Foi como humorista e entrevistador que Jô Soares ganhou fama e manteve a fortuna que já lhe acompanhava desde o berço. Durante muito tempo ostentou o mais alto salário da Globo. Primeiro, como roteirista de programas de riso fácil como “Faça Humor, Não Faça Guerra”, “A Praça da Alegria”, “Família Trapo”, “Satiricom” e “Planeta dos Homens”, até ter o seu próprio programa semanal na Globo, o “Viva o Gordo”, recheado de personagens criados e interpretados por ele a partir do cotidiano dos brasileiros e que caíram nas graças do povo.

Dramaturgo, diretor, poliglota, de raciocínio rápido, Jô levou para a literatura todo seu repertório de humor televisivo. Não por acaso, os nove livros de sua autoria o levaram a ocupar a cadeira 33 da Academia Paulista de Letras. Nunca tive por Jô Soares o reconhecimento como um gênio da raça ou a idolatria que muita gente tem e que eu, evidentemente, respeito. Mas reconheço a qualidade do profissional que simbolizou uma importante história do nosso tempo.

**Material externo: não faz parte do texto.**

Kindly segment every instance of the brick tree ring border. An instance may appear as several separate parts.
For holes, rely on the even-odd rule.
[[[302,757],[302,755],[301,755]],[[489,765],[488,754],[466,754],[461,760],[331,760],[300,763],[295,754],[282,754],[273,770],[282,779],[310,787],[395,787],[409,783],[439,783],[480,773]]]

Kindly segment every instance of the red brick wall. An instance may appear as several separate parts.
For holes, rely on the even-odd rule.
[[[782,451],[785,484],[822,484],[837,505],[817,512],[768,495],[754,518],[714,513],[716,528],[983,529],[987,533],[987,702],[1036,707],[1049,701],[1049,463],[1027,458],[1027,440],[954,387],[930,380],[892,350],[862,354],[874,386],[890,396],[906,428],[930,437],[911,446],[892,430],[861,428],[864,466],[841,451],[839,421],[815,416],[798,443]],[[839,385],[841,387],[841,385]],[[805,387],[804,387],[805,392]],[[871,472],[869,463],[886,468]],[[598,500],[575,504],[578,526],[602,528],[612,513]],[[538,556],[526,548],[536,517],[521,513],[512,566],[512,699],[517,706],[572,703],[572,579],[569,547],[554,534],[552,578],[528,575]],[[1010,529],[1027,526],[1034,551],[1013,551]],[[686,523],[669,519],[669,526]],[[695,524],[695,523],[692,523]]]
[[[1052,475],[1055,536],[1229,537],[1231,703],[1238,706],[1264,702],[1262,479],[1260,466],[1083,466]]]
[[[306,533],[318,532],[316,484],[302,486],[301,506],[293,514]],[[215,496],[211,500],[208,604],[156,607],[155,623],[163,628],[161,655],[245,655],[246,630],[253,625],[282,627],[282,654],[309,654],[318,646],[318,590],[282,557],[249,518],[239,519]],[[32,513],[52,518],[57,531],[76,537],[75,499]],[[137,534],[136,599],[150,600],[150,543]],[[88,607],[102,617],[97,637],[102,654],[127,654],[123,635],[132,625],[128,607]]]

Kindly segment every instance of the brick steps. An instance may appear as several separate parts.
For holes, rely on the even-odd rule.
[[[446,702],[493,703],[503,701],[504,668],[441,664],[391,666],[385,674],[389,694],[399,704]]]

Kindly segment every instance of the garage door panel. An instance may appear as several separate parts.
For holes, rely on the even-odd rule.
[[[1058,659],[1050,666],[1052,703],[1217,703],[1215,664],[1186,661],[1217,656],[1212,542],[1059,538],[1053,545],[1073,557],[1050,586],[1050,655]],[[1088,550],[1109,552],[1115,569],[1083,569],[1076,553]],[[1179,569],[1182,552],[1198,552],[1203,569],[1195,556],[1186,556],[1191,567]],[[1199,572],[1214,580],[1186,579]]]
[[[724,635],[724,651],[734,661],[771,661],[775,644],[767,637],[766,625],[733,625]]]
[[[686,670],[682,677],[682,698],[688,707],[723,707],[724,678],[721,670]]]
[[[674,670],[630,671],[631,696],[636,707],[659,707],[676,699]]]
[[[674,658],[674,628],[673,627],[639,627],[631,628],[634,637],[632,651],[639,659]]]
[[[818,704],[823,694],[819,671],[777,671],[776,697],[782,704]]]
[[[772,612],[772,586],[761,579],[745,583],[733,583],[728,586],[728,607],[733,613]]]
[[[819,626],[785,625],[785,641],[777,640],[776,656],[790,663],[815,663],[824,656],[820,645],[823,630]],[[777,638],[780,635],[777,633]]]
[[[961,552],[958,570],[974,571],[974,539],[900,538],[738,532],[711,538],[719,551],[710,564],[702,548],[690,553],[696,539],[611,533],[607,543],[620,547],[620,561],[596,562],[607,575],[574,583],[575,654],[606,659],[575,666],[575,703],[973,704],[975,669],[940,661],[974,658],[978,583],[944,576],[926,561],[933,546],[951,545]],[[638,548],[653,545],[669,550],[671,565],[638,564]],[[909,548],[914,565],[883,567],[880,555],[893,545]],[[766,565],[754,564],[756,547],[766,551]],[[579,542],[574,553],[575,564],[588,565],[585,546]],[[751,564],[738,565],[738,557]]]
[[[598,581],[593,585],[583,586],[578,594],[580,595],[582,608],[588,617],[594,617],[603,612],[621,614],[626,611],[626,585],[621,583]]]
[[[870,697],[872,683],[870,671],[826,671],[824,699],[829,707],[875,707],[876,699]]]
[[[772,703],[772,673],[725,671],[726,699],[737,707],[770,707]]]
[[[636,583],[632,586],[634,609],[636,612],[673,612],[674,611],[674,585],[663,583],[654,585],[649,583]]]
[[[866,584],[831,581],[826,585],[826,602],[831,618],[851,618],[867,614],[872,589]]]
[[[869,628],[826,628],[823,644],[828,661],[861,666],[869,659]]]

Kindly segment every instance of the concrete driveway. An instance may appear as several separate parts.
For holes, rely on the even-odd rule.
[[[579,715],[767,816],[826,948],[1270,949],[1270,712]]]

Mas o gran finale da carreira veio como precursor do estilo ‘talk show’ no Brasil quando tornou-se praticamente uma unanimidade como entrevistador – iniciando pelo SBT e mais tarde voltando para a Globo – seguindo a linha do programa de entrevistas com celebridades (e outras nem tanto), no mesmo formato sofá-plateia criado pelo norte-americano David Letterman (a cópia escancarada incluía as canecas, um garçom e uma banda tocando ao vivo no estúdio). A diferença é que Letterman fazia as perguntas aos seus entrevistados e os deixava responder. Jô não…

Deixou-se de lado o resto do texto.